Abstract

A sequence of long-term and rapid changes during the Holocene appears in a network of 40 well-resolved paleoclimate datasets from mid-latitude North America, including records of pollen-inferred temperatures, alkenone-derived sea-surface temperatures (SSTs), lake-level changes, dust accumulation, and lake isotopes from Idaho to Maine. Statistical analyses reveal that changes in insolation and the Laurentide Ice Sheet explain 51.7% of the variance in the records, especially multi-millennial trends, but peak rates of change indicate additional rapid changes at ca. 10.8, 9.4, 8.3, 7.0, 5.5–5.2, 4.7, 2.1, and 0.9 ka. Step changes between 9.4 and 8.3 ka relate to ice sheet dynamics that warmed much of the region, and changes at 5.5 ka were the largest since the demise of the ice sheet. The shift at 5.5 ka initiated widespread cooling and increases in effective moisture, which culminated in the coolest, wettest millennia in most areas after 2.1 ka.
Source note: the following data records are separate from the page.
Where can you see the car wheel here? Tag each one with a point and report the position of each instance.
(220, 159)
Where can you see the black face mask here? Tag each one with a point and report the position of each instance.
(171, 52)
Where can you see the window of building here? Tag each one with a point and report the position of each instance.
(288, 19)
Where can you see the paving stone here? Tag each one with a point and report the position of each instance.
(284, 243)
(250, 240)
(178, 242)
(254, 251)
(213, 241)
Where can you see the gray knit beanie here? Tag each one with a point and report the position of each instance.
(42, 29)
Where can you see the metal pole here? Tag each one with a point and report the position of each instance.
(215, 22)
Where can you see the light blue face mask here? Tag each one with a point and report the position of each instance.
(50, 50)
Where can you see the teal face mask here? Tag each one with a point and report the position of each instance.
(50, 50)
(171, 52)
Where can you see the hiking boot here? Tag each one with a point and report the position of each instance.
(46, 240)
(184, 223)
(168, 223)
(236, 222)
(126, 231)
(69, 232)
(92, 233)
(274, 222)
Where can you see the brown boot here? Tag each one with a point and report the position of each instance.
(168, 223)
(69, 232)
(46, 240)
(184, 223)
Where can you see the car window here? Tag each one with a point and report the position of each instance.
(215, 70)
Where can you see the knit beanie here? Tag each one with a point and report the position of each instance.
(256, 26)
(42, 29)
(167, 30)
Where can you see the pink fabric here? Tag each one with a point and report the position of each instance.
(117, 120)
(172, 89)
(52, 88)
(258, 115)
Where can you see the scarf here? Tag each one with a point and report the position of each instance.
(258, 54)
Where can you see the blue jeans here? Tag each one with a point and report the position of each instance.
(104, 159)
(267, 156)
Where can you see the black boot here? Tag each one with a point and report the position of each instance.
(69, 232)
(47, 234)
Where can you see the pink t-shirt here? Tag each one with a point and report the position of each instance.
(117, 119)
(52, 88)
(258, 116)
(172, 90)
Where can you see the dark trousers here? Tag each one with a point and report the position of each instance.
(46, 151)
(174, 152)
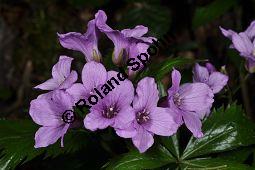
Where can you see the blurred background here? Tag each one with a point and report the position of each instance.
(29, 46)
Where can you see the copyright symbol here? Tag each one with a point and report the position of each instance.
(68, 116)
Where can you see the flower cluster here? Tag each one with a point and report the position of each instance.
(244, 43)
(133, 112)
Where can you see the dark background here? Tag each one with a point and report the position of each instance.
(29, 46)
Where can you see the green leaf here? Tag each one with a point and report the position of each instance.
(17, 143)
(204, 15)
(153, 16)
(213, 164)
(154, 158)
(223, 131)
(238, 155)
(172, 144)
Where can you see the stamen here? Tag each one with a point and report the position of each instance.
(177, 99)
(142, 116)
(110, 112)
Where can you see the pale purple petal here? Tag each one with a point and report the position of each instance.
(243, 44)
(176, 79)
(200, 74)
(125, 117)
(62, 68)
(69, 81)
(193, 123)
(50, 84)
(78, 92)
(143, 140)
(94, 120)
(87, 43)
(128, 132)
(42, 113)
(250, 65)
(147, 94)
(119, 40)
(217, 81)
(250, 31)
(93, 75)
(138, 31)
(210, 67)
(161, 122)
(195, 97)
(227, 33)
(48, 135)
(122, 94)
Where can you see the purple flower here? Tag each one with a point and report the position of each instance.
(150, 119)
(47, 111)
(93, 76)
(114, 110)
(244, 43)
(62, 76)
(190, 102)
(85, 43)
(122, 40)
(208, 75)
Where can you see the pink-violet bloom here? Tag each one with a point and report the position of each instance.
(208, 75)
(122, 40)
(93, 76)
(114, 109)
(190, 103)
(150, 119)
(86, 43)
(47, 111)
(62, 75)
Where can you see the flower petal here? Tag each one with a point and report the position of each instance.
(250, 65)
(217, 81)
(127, 132)
(93, 75)
(143, 140)
(200, 74)
(196, 97)
(78, 92)
(193, 123)
(124, 117)
(227, 33)
(122, 94)
(138, 31)
(69, 81)
(42, 112)
(250, 31)
(61, 69)
(176, 79)
(161, 122)
(50, 84)
(147, 95)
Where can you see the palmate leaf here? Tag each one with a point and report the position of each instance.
(223, 131)
(17, 143)
(213, 164)
(153, 158)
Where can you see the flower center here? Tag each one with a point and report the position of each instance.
(142, 116)
(110, 112)
(177, 99)
(253, 52)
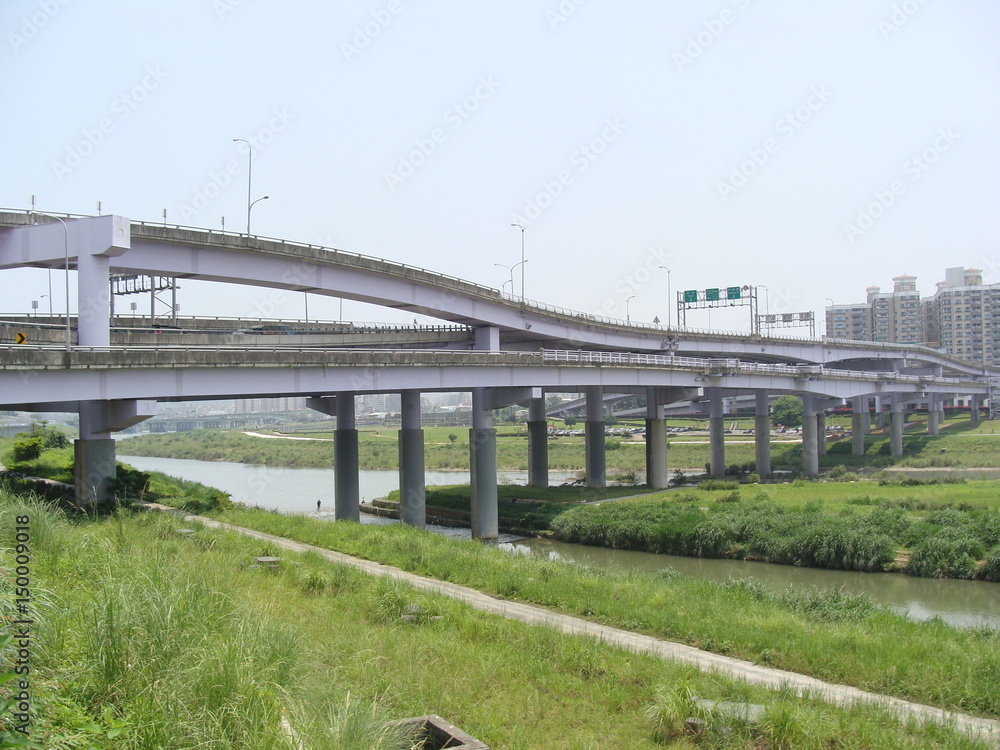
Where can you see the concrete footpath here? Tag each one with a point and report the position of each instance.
(987, 730)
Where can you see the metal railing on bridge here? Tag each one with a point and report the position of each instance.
(723, 366)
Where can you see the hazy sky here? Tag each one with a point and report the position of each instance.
(812, 147)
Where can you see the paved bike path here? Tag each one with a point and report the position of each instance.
(755, 674)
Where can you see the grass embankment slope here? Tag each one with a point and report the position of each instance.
(959, 445)
(823, 525)
(145, 637)
(824, 633)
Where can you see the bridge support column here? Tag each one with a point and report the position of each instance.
(716, 433)
(483, 464)
(933, 416)
(881, 416)
(810, 451)
(94, 290)
(412, 487)
(596, 461)
(346, 486)
(896, 427)
(762, 434)
(975, 403)
(94, 459)
(860, 424)
(487, 338)
(821, 432)
(538, 444)
(657, 474)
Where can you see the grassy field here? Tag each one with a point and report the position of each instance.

Replicated evidence from multiple records also shows a spatially-varied set of multi-century fluctuations including 1) low temperatures and high effective moisture at 5.5–4.8 ka in the mid-continent and 2) repeated phases of low SSTs, cool summers, and drought superimposed upon long cooling, moistening trends in eastern North American since 5.5 ka.